You don't have to buy and sell every stock you see. You'll never "strike out" by passing on certain opportunities. You can (and should) wait for the right stock at the right time.

It's a philosophy that JPMorgan Chase (JPM) CEO Jamie Dimon seems to have taken to heart.

Dimon has been at the helm of the bank since 2005. In that time, the market has encountered its fair share of crises and financial storm clouds.

And every time, Dimon and JPMorgan have come out on top... avoiding much of the pain that harms or even kills the competition.

Today, we'll take a closer look at Dimon's strategy over the years... and the recent choices that set JPMorgan up for success in the wake of March's bank failures.

The bedrock of JPMorgan's balance sheet is built on others' failures...

Take its bailout of investment bank Bear Stearns in 2008. JPMorgan only paid about $1 billion for the bank. In the process, it got Bear Stearns' brand-new $1.2 billion office building.

In the same year, it picked up failed bank Washington Mutual's $188 billion in deposits and $307 billion in assets... all for less than $2 billion.

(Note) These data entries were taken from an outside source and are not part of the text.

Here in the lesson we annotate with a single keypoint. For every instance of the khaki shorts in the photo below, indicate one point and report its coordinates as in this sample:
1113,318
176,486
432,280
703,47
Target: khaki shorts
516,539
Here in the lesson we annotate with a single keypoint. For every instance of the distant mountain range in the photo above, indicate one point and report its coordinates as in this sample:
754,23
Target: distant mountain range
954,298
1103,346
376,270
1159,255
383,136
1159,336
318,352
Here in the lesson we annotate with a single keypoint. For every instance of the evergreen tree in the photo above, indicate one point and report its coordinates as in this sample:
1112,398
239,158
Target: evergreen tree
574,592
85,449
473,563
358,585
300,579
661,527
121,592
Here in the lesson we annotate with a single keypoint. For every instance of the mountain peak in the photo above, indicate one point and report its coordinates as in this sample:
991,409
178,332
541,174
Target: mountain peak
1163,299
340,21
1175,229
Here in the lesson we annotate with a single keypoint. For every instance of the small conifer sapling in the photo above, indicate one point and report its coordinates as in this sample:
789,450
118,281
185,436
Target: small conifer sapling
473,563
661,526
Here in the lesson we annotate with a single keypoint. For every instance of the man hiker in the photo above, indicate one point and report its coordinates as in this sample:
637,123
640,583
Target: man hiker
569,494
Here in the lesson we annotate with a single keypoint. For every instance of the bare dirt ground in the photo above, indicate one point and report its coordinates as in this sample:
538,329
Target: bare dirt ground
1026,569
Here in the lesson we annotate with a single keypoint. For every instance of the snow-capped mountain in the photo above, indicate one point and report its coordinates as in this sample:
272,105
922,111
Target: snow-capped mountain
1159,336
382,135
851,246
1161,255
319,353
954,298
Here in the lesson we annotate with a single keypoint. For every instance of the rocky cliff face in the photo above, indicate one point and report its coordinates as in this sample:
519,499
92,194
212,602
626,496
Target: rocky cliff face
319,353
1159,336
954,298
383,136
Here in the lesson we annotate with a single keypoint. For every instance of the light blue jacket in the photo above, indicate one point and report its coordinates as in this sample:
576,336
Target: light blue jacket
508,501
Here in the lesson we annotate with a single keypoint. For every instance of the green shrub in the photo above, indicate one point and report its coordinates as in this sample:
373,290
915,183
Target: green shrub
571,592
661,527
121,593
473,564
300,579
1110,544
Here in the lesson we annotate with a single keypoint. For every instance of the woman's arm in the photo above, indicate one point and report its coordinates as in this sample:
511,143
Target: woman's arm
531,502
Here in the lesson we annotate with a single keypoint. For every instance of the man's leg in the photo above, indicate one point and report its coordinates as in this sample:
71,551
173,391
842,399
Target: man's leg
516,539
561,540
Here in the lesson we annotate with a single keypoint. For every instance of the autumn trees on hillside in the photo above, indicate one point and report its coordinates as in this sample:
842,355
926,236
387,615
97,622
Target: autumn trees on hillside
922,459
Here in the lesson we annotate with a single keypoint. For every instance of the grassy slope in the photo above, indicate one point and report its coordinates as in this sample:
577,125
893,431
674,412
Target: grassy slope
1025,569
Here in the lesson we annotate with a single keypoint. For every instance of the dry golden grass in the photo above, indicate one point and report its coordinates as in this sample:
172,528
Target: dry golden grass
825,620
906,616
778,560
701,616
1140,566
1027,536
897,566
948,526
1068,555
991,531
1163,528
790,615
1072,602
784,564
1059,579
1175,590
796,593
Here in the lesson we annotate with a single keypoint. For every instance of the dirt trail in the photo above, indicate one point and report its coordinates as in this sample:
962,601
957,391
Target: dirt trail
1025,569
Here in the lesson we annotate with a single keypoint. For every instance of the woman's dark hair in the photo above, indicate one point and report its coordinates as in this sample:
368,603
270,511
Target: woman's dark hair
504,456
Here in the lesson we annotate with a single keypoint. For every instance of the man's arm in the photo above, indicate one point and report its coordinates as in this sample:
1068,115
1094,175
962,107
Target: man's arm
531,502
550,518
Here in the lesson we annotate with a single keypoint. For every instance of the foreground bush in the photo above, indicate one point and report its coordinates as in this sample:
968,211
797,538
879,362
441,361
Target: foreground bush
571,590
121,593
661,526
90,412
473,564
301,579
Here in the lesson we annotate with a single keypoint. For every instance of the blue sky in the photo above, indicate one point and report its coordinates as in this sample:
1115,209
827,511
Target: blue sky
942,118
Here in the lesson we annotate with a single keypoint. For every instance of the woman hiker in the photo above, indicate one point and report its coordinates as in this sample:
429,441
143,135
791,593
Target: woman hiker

Since Dimon took over as CEO, JPMorgan's Uniform return on equity ("ROE") has averaged about 15%.

To understand a bank's profitability, we can't rely on our usual measure... return on assets ("ROA"). This is because banks aren't run like other companies with traditional assets.

Instead, they generate profits from the difference in interest on the money they borrow and the money they lend. This difference is the ROE.

For context, most banks' cost of capital is around 9%. The industry average Uniform ROE is around 10%. JPMorgan's strategy of scooping up failed banks at a discount has helped propel returns higher than its peers'.

And it's not done yet. Earlier this year, JPMorgan took advantage of the regional-bank collapse started by Silicon Valley Bank ("SVB")...

SVB's collapse knocked down several other dominoes, including sterling private-bank franchise First Republic Bank. JPMorgan scooped up First Republic for pennies on the dollar.

Dimon may have something else up his sleeve... With venture capital-friendly SVB gone, it appears JPMorgan is taking advantage of this newly formed gap in the market. The bank has begun hiring a significant number of bankers and executives who specialize in startups and venture-capital companies.

It just so happens that a lot of First Republic's client base was in the startup space. While many startup companies banked with SVB, their executives frequently banked with First Republic.

This is a massive growth opportunity for JPMorgan. Not only did it acquire an excellent banking franchise... it's also gearing up to capture all of SVB's venture-capital business.

And yet, the market is bearish about the bank.

Investors expect JPMorgan to break its 18-year streak...

We can see this through our Embedded Expectations Analysis ("EEA") framework.

We begin by looking at a company's current stock price and calculate what the market expects from the company's future cash flows. We then compare that figure with our own cash-flow projections.

In short, it tells us how well a company has to perform in the future to justify what the market is paying for it today.

The market expects JPMorgan's Uniform ROE to drop to 13%... a figure it hasn't seen since the 2008 financial crisis.

See for yourself...

JPMorgan is a sector leader for a reason. The company's Uniform ROE hasn't dropped below 14% for almost 20 years. Yet investors think it's headed even lower from here.

They're blatantly ignoring the bank's tried-and-tested strategy. It has a proven track record of using others' weaknesses to power its own business higher.

Dimon has shown time and again that he won't rush in when everyone else does. He'll wait for the right time to strike. That's what he's doing now with the First Republic acquisition and JPMorgan's plan to fill the gap left by SVB.

If Dimon's moves this year are as successful as they were during the Great Recession, investors betting against JPMorgan are sorely mistaken.